Northampton Saints "strongly refute ... baseless assertions" made by Cameron Shepherd's agent, who is suing the club for pulling out of a deal to sign him.
The club announced in May that the 28-year-old would be moving to Franklin's Gardens on a three-year contract.
But earlier this month,
they called off the deal citing "fitness concerns"
Shepherd joined Sale Sharks instead.
Shepherd's agent Nick Fordham said in a statement that he was "appalled at the behaviour of Northampton".
Saints say that "information about Shepherd's left ankle came to light" during his medical and, taking the advice of "one of the UK's leading ankle specialists", decided not to proceed with the contract - something they believe they were "well within its rights to do".
Just how physically fit is Cameron Shepherd? He's had wrist and groin problems. Now his ankle is the literal bone of contention.
Saints are not convinced he can withstand the rigours of top-flight rugby over three seasons and Sale have only signed him for one year.
However, it's the way it's been handled which angers Shepherd. This could well end up in the courts and shed light on the reality of how contracts are conducted.
Furthermore, the club highlight the fact that Shepherd's move to Sale Sharks is "for one year and not three" and cite
Bryan Redpath's comments regarding the player's fitness.
But Fordham's statement disagrees: "Expert medical reports from leading independent orthopaedic surgeons and Cameron's former club doctors at the Western Force have concluded that there is nothing wrong with Cameron's ankle.
"Having subsequently passed a medical and signed with the Sale Sharks proves there are huge holes all through Northampton's action and position."
Fordham also claims Shepherd, who was born in England but has nine caps for the Wallabies, was only told of their decision three days before he was due to leave Australia and a month after his medical had taken place.

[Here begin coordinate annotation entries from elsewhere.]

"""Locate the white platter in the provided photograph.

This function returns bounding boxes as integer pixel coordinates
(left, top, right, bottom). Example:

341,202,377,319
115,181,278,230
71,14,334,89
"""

"The club has leaned on a very loose medical clearance clause in the heads of agreement which is purely in the club's favour. This is now being scrutinised by the UK-based Rugby Players' Association.
"What's the point in having contracts where things can be completely fabricated to break contracts and then cause damage to one's professional reputation, as has happened in this instance?" his statement added.
The club insist that "the club's initial concerns were raised several weeks beforehand" and "there was direct communication with the player from [director of rugby Jim] Mallinder".
The club state that they will "vigorously defend any legal proceedings which are served."